So who knew that go-karts could be spiritual? Not me, for sure.
For years, my son has talked about go-karts, and I have always been a little surprised at his enthusiasm. My righteous mind said it was just a lot of noise and unnecessary pollution.
Recently, I had the great pleasure of sharing time with my son and his wife and their two active and delightful children. We stayed at our family’s cottage on a small, deep and peaceful lake in the North Country, a place I’ve been almost every summer of my life. I am completely content to laze away my days reading on the porch or relaxing on the dock as the kids romp around in the water. It’s my idea of heaven.
But Thursday was gray and drizzly, and they decided it was time for a field trip to a go-kart track near Alexandria Bay. I went along only because I wanted time with the kids, not because of the go-karts. I fully expected just to watch.
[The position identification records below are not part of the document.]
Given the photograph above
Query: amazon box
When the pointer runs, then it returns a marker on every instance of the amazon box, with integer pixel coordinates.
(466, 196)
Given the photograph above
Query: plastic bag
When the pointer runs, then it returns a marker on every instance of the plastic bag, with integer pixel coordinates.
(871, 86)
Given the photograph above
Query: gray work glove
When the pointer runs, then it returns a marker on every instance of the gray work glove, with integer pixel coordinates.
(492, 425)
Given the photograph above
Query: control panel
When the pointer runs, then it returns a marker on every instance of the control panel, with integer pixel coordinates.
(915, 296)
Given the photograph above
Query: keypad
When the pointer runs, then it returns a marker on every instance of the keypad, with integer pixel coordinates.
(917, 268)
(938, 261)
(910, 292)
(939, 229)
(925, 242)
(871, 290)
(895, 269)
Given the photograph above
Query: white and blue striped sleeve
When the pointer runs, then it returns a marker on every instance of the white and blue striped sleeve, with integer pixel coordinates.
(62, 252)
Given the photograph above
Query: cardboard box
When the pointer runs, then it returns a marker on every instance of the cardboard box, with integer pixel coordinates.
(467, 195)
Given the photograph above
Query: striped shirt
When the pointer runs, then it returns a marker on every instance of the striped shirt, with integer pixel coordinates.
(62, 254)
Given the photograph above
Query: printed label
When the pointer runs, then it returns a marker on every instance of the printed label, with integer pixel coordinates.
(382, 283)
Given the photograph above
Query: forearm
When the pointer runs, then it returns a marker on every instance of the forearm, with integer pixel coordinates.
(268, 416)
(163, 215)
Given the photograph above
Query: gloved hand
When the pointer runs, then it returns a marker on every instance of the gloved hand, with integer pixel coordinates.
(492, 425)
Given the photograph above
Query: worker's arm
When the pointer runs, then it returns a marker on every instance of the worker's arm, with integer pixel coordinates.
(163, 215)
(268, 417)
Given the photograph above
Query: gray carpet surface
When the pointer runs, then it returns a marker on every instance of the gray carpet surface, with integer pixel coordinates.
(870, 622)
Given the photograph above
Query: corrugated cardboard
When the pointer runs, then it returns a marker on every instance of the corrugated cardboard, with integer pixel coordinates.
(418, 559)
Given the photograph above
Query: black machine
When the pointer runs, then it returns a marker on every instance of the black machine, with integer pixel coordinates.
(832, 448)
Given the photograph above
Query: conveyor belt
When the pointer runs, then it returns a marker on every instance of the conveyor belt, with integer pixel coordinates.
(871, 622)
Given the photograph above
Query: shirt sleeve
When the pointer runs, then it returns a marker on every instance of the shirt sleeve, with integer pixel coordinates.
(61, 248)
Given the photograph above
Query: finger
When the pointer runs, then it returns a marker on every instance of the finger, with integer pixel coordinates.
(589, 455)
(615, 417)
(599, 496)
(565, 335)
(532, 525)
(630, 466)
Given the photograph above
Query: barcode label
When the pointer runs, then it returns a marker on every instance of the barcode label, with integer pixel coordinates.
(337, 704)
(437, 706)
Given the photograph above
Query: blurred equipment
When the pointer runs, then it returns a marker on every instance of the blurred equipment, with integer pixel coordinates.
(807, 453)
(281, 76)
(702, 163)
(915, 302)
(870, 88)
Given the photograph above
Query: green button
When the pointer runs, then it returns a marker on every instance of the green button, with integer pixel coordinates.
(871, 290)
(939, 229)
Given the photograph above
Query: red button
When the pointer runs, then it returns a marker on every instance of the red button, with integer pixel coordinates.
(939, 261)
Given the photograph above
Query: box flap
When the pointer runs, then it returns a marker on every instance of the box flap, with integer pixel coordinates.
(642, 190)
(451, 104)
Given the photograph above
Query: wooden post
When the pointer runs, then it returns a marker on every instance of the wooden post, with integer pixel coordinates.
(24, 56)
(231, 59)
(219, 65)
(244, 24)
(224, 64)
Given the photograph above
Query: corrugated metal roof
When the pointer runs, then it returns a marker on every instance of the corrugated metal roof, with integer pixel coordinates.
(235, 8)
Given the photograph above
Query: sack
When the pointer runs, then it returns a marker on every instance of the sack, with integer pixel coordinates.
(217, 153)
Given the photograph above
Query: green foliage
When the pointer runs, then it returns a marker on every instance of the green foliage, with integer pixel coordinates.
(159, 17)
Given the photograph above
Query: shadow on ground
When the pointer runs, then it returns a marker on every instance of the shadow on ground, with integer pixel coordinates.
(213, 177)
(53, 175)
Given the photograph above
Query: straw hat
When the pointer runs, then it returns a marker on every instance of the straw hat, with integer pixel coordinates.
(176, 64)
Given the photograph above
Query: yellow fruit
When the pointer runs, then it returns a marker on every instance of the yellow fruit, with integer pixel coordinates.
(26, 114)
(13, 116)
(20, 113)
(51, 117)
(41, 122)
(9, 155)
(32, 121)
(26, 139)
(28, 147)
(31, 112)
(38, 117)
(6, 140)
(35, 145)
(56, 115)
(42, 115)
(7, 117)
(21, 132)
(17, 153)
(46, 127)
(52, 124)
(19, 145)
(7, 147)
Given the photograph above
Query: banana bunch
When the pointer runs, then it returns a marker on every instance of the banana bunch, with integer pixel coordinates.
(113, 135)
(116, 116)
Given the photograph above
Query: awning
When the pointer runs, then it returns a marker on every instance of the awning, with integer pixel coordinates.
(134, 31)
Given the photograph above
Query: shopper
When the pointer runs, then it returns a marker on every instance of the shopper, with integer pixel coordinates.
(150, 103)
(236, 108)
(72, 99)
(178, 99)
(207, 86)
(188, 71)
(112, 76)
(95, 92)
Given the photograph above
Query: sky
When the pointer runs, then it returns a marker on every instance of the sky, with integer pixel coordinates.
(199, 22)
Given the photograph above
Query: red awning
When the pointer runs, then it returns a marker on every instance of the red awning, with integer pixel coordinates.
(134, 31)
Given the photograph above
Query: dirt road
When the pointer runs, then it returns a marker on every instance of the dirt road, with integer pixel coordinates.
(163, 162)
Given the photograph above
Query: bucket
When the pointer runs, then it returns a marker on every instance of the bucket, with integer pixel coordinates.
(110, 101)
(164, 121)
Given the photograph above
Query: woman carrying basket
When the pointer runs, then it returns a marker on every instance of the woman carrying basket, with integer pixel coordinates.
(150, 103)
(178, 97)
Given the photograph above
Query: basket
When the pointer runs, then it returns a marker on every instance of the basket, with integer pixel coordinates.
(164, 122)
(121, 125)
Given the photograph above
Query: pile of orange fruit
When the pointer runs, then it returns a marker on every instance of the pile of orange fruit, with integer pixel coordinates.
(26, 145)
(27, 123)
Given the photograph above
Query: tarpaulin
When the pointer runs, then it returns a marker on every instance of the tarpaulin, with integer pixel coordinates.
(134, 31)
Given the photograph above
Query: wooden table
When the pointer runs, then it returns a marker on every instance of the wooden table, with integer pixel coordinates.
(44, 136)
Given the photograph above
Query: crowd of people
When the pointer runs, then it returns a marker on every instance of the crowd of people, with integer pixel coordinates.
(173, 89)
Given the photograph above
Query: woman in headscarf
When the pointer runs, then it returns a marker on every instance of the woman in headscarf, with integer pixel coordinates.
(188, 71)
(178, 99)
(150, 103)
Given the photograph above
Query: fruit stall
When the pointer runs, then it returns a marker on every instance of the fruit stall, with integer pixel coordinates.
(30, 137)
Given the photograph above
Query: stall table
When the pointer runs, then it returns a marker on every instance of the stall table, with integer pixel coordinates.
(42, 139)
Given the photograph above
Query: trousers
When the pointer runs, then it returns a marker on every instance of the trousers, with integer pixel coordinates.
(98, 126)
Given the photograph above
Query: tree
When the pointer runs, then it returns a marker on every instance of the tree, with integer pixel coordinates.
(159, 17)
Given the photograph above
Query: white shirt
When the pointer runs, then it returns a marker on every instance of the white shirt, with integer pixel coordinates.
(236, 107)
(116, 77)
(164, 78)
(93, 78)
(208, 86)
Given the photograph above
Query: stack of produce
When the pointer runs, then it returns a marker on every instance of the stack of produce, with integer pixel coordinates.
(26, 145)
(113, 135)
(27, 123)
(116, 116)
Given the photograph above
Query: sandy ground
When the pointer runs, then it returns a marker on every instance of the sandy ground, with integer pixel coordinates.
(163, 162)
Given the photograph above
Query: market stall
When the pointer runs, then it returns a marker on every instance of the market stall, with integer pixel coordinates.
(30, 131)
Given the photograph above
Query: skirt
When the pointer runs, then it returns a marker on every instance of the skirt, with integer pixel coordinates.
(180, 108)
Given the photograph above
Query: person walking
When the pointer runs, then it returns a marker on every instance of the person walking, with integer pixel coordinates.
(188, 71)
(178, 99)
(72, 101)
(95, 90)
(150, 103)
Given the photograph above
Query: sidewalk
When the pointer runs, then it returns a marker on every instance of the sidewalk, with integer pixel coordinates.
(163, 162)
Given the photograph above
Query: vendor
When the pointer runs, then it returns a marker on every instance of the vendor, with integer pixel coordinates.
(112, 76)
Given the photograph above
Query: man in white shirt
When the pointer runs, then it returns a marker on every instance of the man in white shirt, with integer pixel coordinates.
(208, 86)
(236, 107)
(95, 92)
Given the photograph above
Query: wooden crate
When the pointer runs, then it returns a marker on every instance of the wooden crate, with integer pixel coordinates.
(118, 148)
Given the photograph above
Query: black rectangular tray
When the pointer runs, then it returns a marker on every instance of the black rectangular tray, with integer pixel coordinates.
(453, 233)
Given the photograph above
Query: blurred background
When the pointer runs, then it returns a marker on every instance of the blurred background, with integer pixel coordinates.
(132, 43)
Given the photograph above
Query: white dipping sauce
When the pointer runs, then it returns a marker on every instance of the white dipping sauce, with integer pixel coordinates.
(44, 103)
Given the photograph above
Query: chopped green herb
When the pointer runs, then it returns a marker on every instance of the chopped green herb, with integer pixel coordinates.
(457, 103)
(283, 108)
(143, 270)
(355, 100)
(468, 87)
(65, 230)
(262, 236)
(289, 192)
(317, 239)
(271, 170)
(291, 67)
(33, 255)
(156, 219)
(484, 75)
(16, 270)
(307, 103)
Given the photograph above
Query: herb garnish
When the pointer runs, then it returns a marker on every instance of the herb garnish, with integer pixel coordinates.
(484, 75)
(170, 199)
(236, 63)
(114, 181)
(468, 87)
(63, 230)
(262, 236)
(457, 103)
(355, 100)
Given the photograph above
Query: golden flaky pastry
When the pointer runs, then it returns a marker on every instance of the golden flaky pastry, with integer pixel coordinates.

When we got to the track, though, I changed my mind. We all strapped on our helmets, big round clumsy things that made us look like outer space creatures. Then we clambered into the low-lying, broad-based go-karts, one kid with each parent, Grandma alone in my own machine. The track helper started us up one by one, and off we went.
Before I had time for second thoughts, I was hurtling around the track, laughing so hard I could barely steer. I’d never driven so low and close to the ground, or so fast. I was speeding along the twisting track, my hands clenched on the tiny steering wheel, the loud engine roaring behind me, and my laughter as loud as the engine. I seemed to be going incredibly fast but couldn’t catch up to my family, who kept disappearing around the next curve. Laughing and laughing, I drove as fast as I could, taking the turns as they came because there wasn’t anything else to do, until finally I pulled back into the starting gate, still laughing.
Laughter. Letting go. Unexpected joy. I don’t pay enough attention to all of this as valid spiritual practice. I’m so focused on stilling my mind and body, listening quietly for the still small voice within that I don’t allow myself the enormous delight of unexpected, unrestrained laughter. But out on that track, laughter was the only response, and being fully present was a given.
The spirituality of go-kart racing — who knew?